Oil from fatty fish, like salmon, sardines, and mackerel, are rich in omega-3 fatty acids, which can be anti-inflammatory. There is some evidence that omega-3 fatty acids can be just as effective as over-the-counter pain relievers at reducing pain.
Eating fatty fish is a great way to boost your omega-3 intake, but if you’re not a fan of seafood, high-quality fish oil supplements can work just as well.
B vitamins play a critical role in immune and nervous system health. While they are found in abundance in many foods, you may need supplements to help increase levels enough to make a difference. Quality B vitamin supplements can help bridge the gap.

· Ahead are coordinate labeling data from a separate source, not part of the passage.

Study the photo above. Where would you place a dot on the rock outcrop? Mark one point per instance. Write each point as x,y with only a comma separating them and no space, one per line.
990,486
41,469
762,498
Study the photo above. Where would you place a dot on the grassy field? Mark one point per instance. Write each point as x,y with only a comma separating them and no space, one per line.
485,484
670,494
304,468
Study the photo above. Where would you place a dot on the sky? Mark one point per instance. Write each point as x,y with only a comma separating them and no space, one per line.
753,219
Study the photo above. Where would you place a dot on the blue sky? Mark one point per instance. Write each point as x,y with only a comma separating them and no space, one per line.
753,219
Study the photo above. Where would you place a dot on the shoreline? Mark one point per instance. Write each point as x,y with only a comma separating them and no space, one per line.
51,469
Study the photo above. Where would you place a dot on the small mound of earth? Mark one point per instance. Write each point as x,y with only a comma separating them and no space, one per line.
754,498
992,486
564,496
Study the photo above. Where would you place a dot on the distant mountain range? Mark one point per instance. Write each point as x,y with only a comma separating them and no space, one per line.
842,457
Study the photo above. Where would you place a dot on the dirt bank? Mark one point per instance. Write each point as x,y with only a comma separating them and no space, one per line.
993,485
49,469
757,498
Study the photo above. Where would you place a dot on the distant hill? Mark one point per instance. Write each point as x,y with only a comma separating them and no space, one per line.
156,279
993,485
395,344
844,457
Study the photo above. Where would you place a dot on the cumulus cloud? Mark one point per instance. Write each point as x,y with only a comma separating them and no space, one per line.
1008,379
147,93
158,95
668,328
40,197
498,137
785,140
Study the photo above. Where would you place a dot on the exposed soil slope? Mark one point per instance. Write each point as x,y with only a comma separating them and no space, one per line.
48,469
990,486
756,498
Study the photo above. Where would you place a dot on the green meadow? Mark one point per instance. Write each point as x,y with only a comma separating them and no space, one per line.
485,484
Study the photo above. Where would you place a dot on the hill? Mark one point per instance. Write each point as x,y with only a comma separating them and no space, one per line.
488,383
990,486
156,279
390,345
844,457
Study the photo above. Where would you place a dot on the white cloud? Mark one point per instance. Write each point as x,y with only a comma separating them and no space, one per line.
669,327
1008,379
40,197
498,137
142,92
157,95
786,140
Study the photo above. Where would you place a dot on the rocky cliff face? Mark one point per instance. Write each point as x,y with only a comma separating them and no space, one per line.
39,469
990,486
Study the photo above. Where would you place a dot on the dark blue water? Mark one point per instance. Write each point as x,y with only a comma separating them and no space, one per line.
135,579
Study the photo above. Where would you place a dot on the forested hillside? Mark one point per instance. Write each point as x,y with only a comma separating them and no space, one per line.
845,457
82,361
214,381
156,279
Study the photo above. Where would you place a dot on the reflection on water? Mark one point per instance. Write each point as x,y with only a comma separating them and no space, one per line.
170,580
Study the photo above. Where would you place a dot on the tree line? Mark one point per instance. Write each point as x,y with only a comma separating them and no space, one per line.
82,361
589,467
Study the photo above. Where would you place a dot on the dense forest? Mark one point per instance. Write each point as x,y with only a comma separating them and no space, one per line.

Magnesium-rich foods include wheat bran, blackstrap molasses, kelp, cashews, almonds, spinach, and more. You can also take a daily magnesium supplement.
Alpha Lipoic Acid
Alpha lipoic acid is a sulfur-containing fatty acid that’s found in every cell of the body. It’s also a powerful antioxidant. It is sometimes prescribed for pain, as it can support nerves from damage. For many years, alpha lipoic acid has been used in Germany to treat diabetic peripheral neuropathy, which causes nerve damage in the limbs.
What is the Outlook for Occipital Neuralgia?
Fortunately, occipital neuralgia is not a life-threatening condition. However, it can still cause tremendous discomfort and affect your quality of life.
The right treatment regimen and pain management plan can help you live a normal life. When occipital neuralgia is a secondary condition, meaning that there is an underlying condition, symptoms can improve significantly if the medical condition is treated.